Removing multiple occurrence of an element from the given dataset-CodePudding

I have a dataset as follows:

Name	Elements
Cat	friend, friend, friend
Dog	friend, friend
Crow	friend
Cow	friend, domestic
Parrot	friend, friend, domestic, domestic
Rabbit	domestic

I have to remove all the rows containing only the occurrence of friend in element column. That is my final output should look like:

Name	Elements
Cow	friend, domestic
Parrot	friend, friend, domestic, domestic
Rabbit	domestic

I tried it by creating a list and then removing it using the following method, the code is as follows:

list = list(data["Elements"])
list[:] = [x for x in list if x != 'friend']

But using the above code only one instance, containing friend once i.e. Element corresponding to crow gets deleted and am unable to map the remaining data to the corresponding 'Name' Column.

How to remove all the instances of friend i.e. the elements corresponding to Cat, Dog and Crow. Also how would I be able to map the data to the corresponding 'Name' Column?

Any other methods?

Please guide.

CodePudding user response：

I am going to assume that there are possibly going to be more types of elements and possibly rows with no elements.

I am assuming that df['elements'] is a string (since you don't give a code example to see the formatting). The list will be [item.strip() for item in df['elements'].split(',')].
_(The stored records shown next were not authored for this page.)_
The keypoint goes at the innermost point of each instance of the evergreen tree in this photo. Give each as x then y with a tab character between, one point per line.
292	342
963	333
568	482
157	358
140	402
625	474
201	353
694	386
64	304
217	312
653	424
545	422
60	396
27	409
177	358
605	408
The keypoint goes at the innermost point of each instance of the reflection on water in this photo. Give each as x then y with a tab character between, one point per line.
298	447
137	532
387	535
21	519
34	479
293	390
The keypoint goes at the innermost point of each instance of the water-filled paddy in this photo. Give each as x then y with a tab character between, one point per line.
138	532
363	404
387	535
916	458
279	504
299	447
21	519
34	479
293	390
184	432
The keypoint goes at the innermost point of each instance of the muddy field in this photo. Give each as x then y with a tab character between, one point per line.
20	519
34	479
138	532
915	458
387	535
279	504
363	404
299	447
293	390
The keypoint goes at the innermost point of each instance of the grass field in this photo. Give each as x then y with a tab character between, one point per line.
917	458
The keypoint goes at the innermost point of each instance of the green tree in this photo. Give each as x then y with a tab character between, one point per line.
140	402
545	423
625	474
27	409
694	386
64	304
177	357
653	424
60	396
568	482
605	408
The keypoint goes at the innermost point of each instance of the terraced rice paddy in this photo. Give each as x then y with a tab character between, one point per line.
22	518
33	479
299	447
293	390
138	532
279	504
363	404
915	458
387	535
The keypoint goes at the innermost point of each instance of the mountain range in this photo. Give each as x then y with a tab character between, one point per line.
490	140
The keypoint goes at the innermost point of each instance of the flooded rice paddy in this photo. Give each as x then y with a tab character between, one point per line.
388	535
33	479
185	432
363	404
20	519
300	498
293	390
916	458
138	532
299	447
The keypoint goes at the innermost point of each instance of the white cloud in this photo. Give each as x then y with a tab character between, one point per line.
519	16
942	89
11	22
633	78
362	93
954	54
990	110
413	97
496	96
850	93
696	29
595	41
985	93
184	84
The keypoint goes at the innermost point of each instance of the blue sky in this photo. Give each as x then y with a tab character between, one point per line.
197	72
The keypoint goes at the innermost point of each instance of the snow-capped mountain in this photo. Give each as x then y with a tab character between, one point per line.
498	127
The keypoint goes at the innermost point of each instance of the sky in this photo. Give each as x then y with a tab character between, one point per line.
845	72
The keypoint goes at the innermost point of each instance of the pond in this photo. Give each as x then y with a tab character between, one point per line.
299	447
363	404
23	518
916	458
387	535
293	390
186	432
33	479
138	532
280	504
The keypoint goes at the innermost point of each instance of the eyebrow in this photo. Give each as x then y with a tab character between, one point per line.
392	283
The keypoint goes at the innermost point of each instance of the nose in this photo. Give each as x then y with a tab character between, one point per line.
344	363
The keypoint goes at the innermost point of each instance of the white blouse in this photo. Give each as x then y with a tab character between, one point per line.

I would then convert the list to a set and see if is {'friend'}

def make_set(s):
    return set([item.strip() for item in s.split(',')])
cond = df['elements'].apply(lambda s: make_set(s) != {'friend'})
df[cond]

CodePudding user response：

You could convert the list of elements to a set, which is a object that is similar to a list but can't have duplicates (among other features). replacing it with

list[:] = [x for x in list if set(x) != set('friend')]

In order to remove the corresponding name, it might be better to not use list comprehension and instead use a for loop, like so (Output in form of two lists)

for name, element in zip(data["Name"], data["Elements"]):
    if set(element.split(", ")) != set(["friend"]) and element != "friend":
         cleanList.append((name,element))

cleanList = list(zip(*cleanList))

print(cleanList)

CodePudding user response：

Try this:

ix = df['Elements'].str.split(r',\s*', regex=True).apply(set) != {'friend'}
newdf = df.loc[ix].reset_index(drop=True).copy()

>>> newdf
     Name                            Elements
0     Cow                    friend, domestic
1  Parrot  friend, friend, domestic, domestic
2  Rabbit                            domestic

Note: if you are using pandas < 1.4 (you shouldn't), then remove the regex=True argument:

ix = df['Elements'].str.split(r',\s*').apply(set) != {'friend'}

Explanations

The first part str.split(...) splits the text values in Elements into lists. We apply set to those lists to obtain sets. And then we make a mask ix where these sets are different than the singleton {'friend'}.

The second part selects according to that mask, resets the RangeIndex so that you get rows 0, 1, 2.... The final bit .copy() is to ensure that the newdf has its own data and is not merely a slice in the original. This helps if you are going to modify it further.